W działach: Inspiracje do RPG, Literatura | Odsłony: 272
Niedawno rozmawiałem z Magdą Reputakowską na temat Pieśni lodu i ognia George'a Martina. Szło przede wszystkim o to, jakie to jest fantasy. Stwierdziłem wówczas: w przeważającej części low, bardzo bliskie temu, co w polskim RPG nazywamy czasami (mylnie) realizmem. Wulgaryzmy, krew i seks (zwłaszcza w drugim tomie – dwa do tej pory przeczytałem), sporo egoistycznych postaci, a każda obdarzona skazami psychologicznymi (nawet Eddardowi Starkowi się oderwało, choć niedaleko mu do heroicznego ideału), wybory motywowane właśnie psychologią (a nie na przykład, jak u Tolkiena albo w baśniach, konstrukcją świata i fabuły), niewiele magii (aczkolwiek ma jej być coraz więcej w kolejnych częściach). Słowem: jeżeli nie brudny mrok, to przynajmniej, nieprawdaż, przybrudzony mroczek.
A tymczasem – tere-fere! (Jak powiedział Lucek, tłumacząc na żywo pewien fragment wypowiedzi Johna Wicka). Dlaczego tere-fere?
Dlatego tere-fere, że Martin (czasem bardzo subtelnie) wplata w swój świat wątki, które trudno przyporządkować innej odmianie gatunkowej niż high fantasy.
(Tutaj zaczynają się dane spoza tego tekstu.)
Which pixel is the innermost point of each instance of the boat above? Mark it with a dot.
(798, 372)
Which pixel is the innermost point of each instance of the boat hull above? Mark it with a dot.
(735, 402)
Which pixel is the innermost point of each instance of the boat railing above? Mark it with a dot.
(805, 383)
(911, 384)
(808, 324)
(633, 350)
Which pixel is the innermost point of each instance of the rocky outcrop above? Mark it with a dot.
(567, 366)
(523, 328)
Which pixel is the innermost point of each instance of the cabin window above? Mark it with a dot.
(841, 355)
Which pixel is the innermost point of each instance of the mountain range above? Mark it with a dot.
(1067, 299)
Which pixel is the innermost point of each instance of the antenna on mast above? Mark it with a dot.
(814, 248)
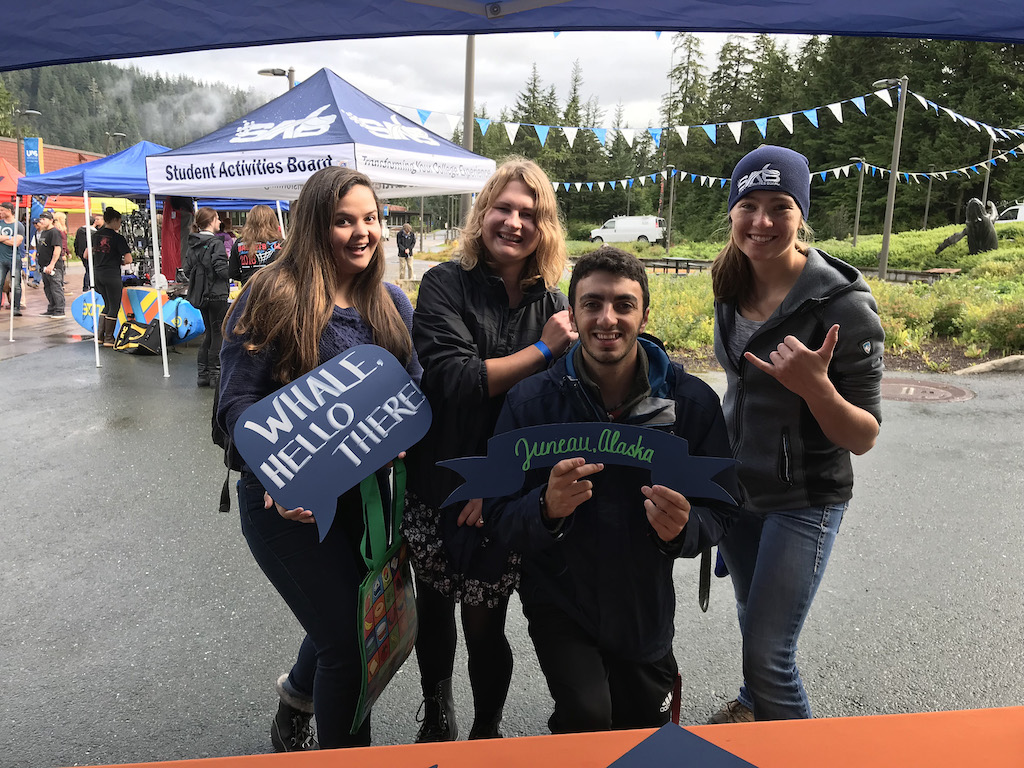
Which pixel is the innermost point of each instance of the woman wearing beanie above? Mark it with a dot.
(799, 337)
Można tu wskazać przynajmniej dwie osnowy świata przedstawionego. Po pierwsze, rozmach. Sygnalizuje go już tytuł początkowej części cyklu – A Game of Thrones, Gra o tron. Ponadto ważni bohaterowie tej opowieści w większości nie są wieśniakami, handlarzami czy rzemieślnikami, ale królami, książętami, rycerzami. W dodatku północną część ziem Westeros zamyka dwustumetrowy mur z lodu o długości prawie pięciuset kilometrów, zbudowany osiem tysięcy lat temu.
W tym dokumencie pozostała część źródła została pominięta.